Belyayev was expecting Crimea to become a part of Russia after the March 16 referendum. He sees it as a positive development for Crimea’s economy. An already popular destination for Russian tourists, Crimea will draw even more Russian visitors if it becomes a part of Russia, he explains. Another economic boon, according to Belyayev, would be discounted gas prices for Crimea as Russian territory – while Ukraine would be subjected to an increase in the price gas that Russia’s gas giant, Gazprom, which supplies Ukraine with natural gas, plans to institute next month.
Corinna Welzenbach, an American who has traveled and lived in Russia and currently resides in Redmond, admits being confused by the flood of contradictory news about Ukraine and Russia in recent weeks. Welzenbach names NPR and friends – including a Ukrainian friend living in Seattle – as her main news sources. She does watch the news on various U.S. television channels sometimes, but “does not necessarily believe them.”

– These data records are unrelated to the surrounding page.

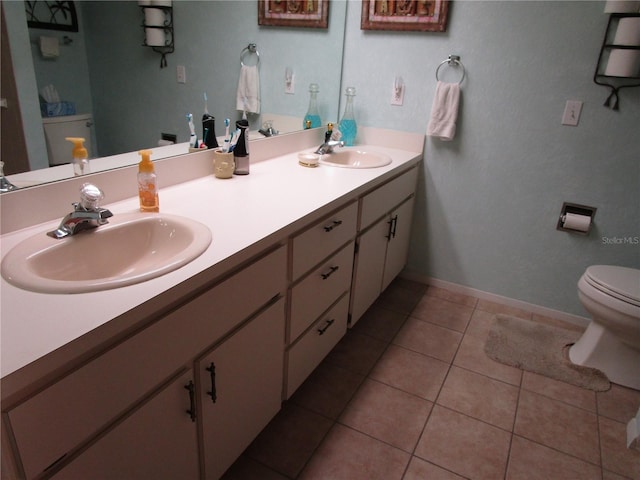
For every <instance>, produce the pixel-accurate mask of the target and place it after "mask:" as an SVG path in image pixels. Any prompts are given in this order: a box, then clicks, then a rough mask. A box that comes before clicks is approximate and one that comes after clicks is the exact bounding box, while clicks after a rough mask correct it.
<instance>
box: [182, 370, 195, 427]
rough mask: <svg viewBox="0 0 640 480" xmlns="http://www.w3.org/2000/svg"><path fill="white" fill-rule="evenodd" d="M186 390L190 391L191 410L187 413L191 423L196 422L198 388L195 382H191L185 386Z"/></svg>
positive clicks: (189, 393) (188, 383)
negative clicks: (195, 383) (196, 402)
mask: <svg viewBox="0 0 640 480" xmlns="http://www.w3.org/2000/svg"><path fill="white" fill-rule="evenodd" d="M184 388H186V389H187V390H189V410H187V413H188V414H189V417H191V421H192V422H195V421H196V387H195V385H194V384H193V381H191V380H189V383H187V384H186V385H185V386H184Z"/></svg>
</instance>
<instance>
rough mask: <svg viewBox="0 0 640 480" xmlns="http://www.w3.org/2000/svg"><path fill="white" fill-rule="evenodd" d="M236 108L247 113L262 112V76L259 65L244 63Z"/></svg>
mask: <svg viewBox="0 0 640 480" xmlns="http://www.w3.org/2000/svg"><path fill="white" fill-rule="evenodd" d="M236 109H237V110H240V111H243V112H247V113H260V76H259V74H258V66H257V65H242V67H240V80H238V94H237V98H236Z"/></svg>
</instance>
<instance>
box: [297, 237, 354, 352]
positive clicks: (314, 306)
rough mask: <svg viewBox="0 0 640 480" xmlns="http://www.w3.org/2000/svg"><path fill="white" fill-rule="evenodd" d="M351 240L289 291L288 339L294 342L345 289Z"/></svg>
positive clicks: (347, 289)
mask: <svg viewBox="0 0 640 480" xmlns="http://www.w3.org/2000/svg"><path fill="white" fill-rule="evenodd" d="M353 246H354V242H351V243H349V244H348V245H347V246H346V247H344V248H343V249H342V250H340V251H339V252H338V253H336V254H335V255H334V256H333V257H331V258H330V259H328V260H327V261H325V262H323V263H322V264H321V265H320V266H319V267H318V268H316V269H315V270H314V271H313V272H311V273H310V274H309V275H308V276H307V277H305V278H304V279H303V280H302V281H301V282H300V283H299V284H297V285H296V286H295V287H293V289H292V291H291V322H290V330H289V339H290V342H294V341H295V339H296V338H298V336H299V335H300V334H301V333H302V332H304V331H305V330H306V329H307V328H308V327H309V325H311V324H312V323H313V322H314V321H315V320H316V319H317V318H318V315H320V314H321V313H322V312H324V311H325V310H326V309H327V308H329V306H330V305H331V304H332V303H333V302H335V301H336V299H337V298H338V297H339V296H340V295H342V294H343V293H344V292H346V291H348V290H349V287H350V285H351V272H352V271H353Z"/></svg>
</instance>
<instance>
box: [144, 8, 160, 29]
mask: <svg viewBox="0 0 640 480" xmlns="http://www.w3.org/2000/svg"><path fill="white" fill-rule="evenodd" d="M144 24H145V25H147V26H149V27H162V26H164V12H163V11H162V10H160V9H159V8H145V9H144Z"/></svg>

While Welzenbach does not consider herself a supporter of Putin, she has expressed frustration over what she perceives as consistently negative coverage of Russia in the U.S. media. For as long as she has followed current events – going back at least two decades – Welzenbach has felt that the Russian government routinely gets criticized for actions that plenty of other governments engage in but do not get called out for to the same extent.
She is not alone in feeling this way: Jack Matlock, the former U.S. ambassador to the Soviet Union, just wrote a piece for the Washington Post arguing that the U.S. government’s tendency to single out Russia for shortcomings that other countries get away with has played a role in raising U.S.-Russia tensions nearly to Cold War levels.
As a result, she is more likely to trust the opinion of her friends with firsthand knowledge of the situation on the ground, particularly the friend whose family lives in Ukraine, than any media, be they liberal or conservative, Russian or American, government-sponsored or independent.
As for me, I’ll stay glued to some of the same sources as mentioned by my informants – The New York Times and NPR – as well as Russian news sources that I believe to be trustworthy, such as News.ru and Echo of Moscow, to get my fix of Russia and Ukraine related news.
(And, psst, if you are curious about those prohibited websites, you can still access them from outside of Russia – and those in Russia are apparently finding workarounds to the ban, driven by the desire to dig beyond the government version of current events.)